Membangun Nusantara di Tengah Krisis: Peran Strategis HMI untuk Mengakhiri Polarisasi dan Mentalitas #KaburAjaDulu

Rasimedia.com – Indonesia di tahun 2025 menghadapi ujian yang tidak ringan. Gelombang demonstrasi besar pecah di berbagai daerah, mencerminkan ketidakpuasan rakyat terhadap ketimpangan ekonomi, dominasi elit politik, hingga kekerasan aparat.

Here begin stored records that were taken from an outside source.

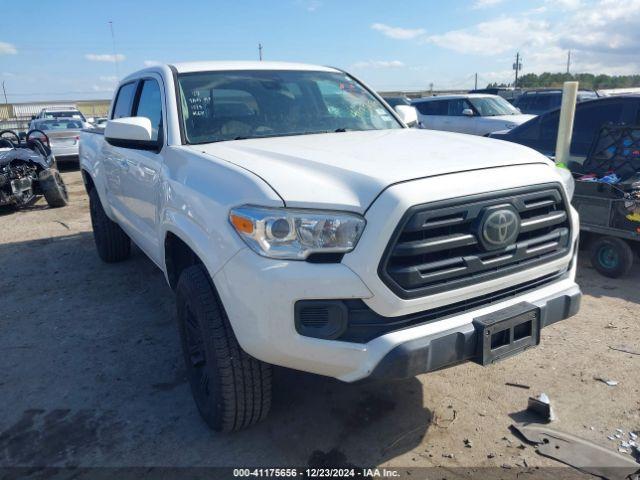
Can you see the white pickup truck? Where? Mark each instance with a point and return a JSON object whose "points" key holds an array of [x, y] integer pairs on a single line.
{"points": [[302, 224]]}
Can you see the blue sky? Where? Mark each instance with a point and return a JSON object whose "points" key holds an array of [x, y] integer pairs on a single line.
{"points": [[63, 48]]}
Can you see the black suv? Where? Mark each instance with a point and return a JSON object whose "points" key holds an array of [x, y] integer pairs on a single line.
{"points": [[540, 133], [536, 102]]}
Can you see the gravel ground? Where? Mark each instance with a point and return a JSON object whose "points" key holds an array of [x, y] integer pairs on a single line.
{"points": [[91, 374]]}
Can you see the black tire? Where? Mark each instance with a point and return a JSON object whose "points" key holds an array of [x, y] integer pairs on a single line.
{"points": [[232, 390], [54, 189], [112, 243], [611, 256]]}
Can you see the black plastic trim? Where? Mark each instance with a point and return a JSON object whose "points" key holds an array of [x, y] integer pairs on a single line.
{"points": [[401, 292], [364, 325], [457, 345]]}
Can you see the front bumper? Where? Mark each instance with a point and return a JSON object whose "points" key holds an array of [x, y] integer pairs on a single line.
{"points": [[440, 350], [64, 152], [260, 294]]}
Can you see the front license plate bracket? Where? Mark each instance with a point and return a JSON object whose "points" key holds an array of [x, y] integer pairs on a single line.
{"points": [[507, 332]]}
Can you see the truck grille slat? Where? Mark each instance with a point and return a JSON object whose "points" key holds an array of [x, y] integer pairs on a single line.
{"points": [[438, 246]]}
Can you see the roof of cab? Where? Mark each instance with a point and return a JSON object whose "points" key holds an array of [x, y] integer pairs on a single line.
{"points": [[190, 67]]}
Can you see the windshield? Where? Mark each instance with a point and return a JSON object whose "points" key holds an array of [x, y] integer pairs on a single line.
{"points": [[58, 124], [493, 106], [235, 105]]}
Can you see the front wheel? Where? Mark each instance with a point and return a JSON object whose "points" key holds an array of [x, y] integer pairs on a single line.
{"points": [[611, 256], [54, 189], [112, 243], [231, 389]]}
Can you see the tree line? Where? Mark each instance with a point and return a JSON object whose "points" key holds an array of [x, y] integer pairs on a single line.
{"points": [[588, 81]]}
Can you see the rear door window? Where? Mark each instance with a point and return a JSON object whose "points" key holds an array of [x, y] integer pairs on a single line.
{"points": [[590, 118], [124, 100], [435, 107], [456, 106], [150, 106]]}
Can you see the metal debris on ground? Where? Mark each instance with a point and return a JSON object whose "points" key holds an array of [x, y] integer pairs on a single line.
{"points": [[542, 406], [517, 385], [577, 452], [444, 422], [611, 383], [624, 349]]}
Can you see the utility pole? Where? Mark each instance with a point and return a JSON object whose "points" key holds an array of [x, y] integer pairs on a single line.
{"points": [[113, 44], [517, 67]]}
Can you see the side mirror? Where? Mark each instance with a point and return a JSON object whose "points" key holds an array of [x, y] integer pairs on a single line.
{"points": [[131, 132], [407, 114]]}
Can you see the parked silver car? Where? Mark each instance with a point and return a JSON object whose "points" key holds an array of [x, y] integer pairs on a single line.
{"points": [[63, 134], [469, 113]]}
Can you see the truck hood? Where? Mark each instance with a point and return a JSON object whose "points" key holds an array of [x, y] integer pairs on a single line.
{"points": [[348, 170]]}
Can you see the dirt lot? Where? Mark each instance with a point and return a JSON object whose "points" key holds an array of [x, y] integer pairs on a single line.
{"points": [[91, 374]]}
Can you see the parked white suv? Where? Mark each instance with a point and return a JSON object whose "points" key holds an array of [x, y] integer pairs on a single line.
{"points": [[476, 114], [302, 224]]}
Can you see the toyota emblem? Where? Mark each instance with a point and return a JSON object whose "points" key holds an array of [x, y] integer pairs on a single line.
{"points": [[501, 228]]}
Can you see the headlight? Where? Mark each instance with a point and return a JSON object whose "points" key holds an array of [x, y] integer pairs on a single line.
{"points": [[295, 234], [567, 181]]}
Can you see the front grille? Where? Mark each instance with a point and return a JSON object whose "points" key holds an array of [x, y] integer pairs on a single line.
{"points": [[438, 246]]}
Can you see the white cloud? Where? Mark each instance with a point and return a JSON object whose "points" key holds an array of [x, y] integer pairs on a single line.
{"points": [[397, 32], [378, 64], [602, 38], [7, 49], [567, 4], [104, 57], [101, 88], [495, 36], [309, 5], [485, 3]]}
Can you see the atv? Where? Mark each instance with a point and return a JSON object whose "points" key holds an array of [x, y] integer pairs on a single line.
{"points": [[28, 169]]}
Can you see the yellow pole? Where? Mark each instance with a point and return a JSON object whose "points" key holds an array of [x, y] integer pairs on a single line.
{"points": [[565, 128]]}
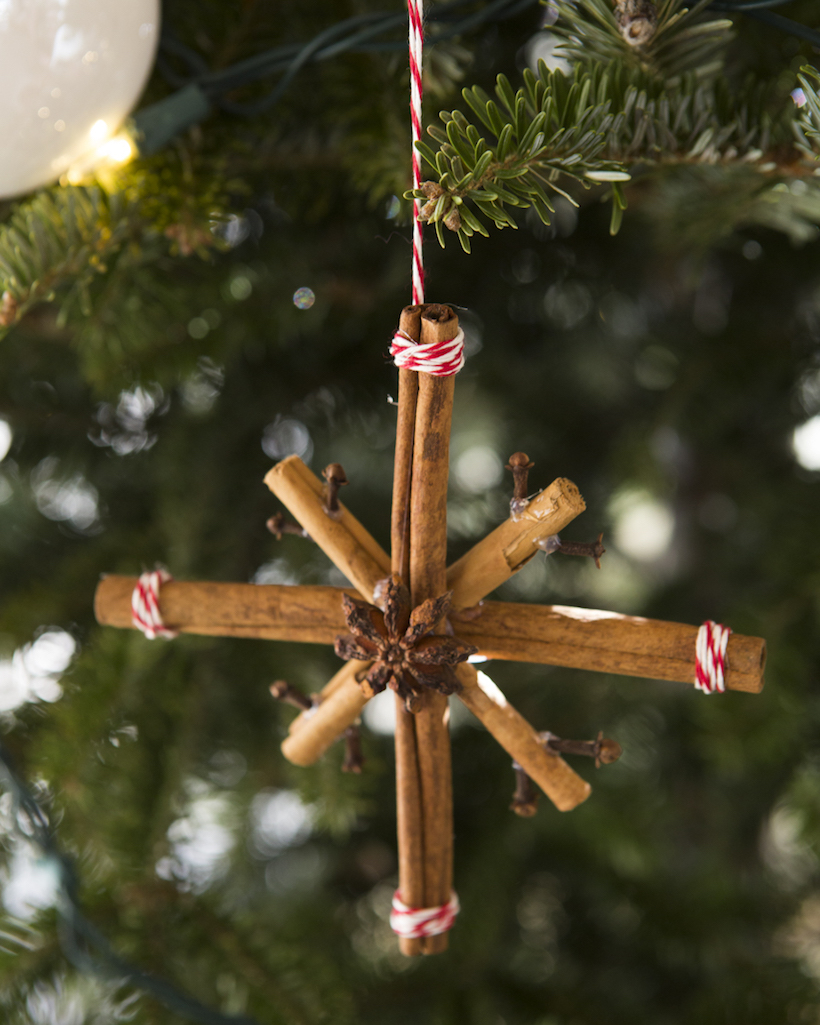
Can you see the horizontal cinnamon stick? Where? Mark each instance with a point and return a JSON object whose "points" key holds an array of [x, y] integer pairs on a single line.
{"points": [[273, 612], [513, 544], [554, 634], [343, 540], [606, 642], [561, 783]]}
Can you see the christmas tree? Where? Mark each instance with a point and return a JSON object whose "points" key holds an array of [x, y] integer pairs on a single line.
{"points": [[162, 352]]}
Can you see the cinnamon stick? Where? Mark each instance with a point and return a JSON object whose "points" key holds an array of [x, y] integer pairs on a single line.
{"points": [[342, 704], [513, 544], [606, 642], [341, 537], [552, 634], [346, 679], [273, 612], [409, 820], [562, 784], [428, 579], [410, 325], [408, 781]]}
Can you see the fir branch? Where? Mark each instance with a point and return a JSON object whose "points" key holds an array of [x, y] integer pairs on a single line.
{"points": [[558, 131], [64, 235], [554, 129], [666, 39]]}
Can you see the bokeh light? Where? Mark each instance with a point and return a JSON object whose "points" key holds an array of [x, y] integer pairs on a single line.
{"points": [[303, 298]]}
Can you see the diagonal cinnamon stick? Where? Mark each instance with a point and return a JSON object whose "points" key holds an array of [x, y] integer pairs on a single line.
{"points": [[428, 579], [561, 783], [343, 540], [513, 544]]}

Di saat yang sama, pemerintah tetap melanjutkan proyek pemindahan ibu kota ke Nusantara di Kalimantan, sementara di ruang digital muncul fenomena #KaburAjaDulu—ekspresi kekecewaan anak muda yang lebih memilih “lari” daripada berjuang.

Tiga fenomena ini menunjukkan satu hal yang sama: bangsa tengah mengalami krisis kepercayaan dan rapuhnya ikatan kebangsaan.

Demonstrasi besar yang merebak memperlihatkan betapa rapuhnya persatuan dalam keragaman Nusantara. Ketika keadilan sosial tidak terpenuhi, polarisasi mudah menyala. Perbedaan yang seharusnya menjadi kekuatan justru berubah menjadi jurang perpecahan.

Dalam konteks inilah Himpunan Mahasiswa Islam (HMI) dituntut hadir dan memainkan peran strategis. Kader HMI harus memperkuat literasi politik, membuka ruang dialog lintas kelompok, serta mendorong sikap kritis yang tetap beradab. Dengan begitu, HMI dapat menjadi jembatan perekat bangsa, bukan sekadar bagian dari polarisasi.

Lebih jauh, proyek relokasi ibu kota ke Kalimantan tidak boleh dipahami sebatas pembangunan fisik. Relokasi ini seharusnya dimaknai sebagai momentum memperkuat identitas Nusantara sebagai kesatuan ekologis, sosial, dan politik. Kehadiran ibu kota baru bisa menjadi simbol pergeseran kesadaran, bahwa Indonesia bukan hanya Jawa, melainkan ribuan pulau yang setara.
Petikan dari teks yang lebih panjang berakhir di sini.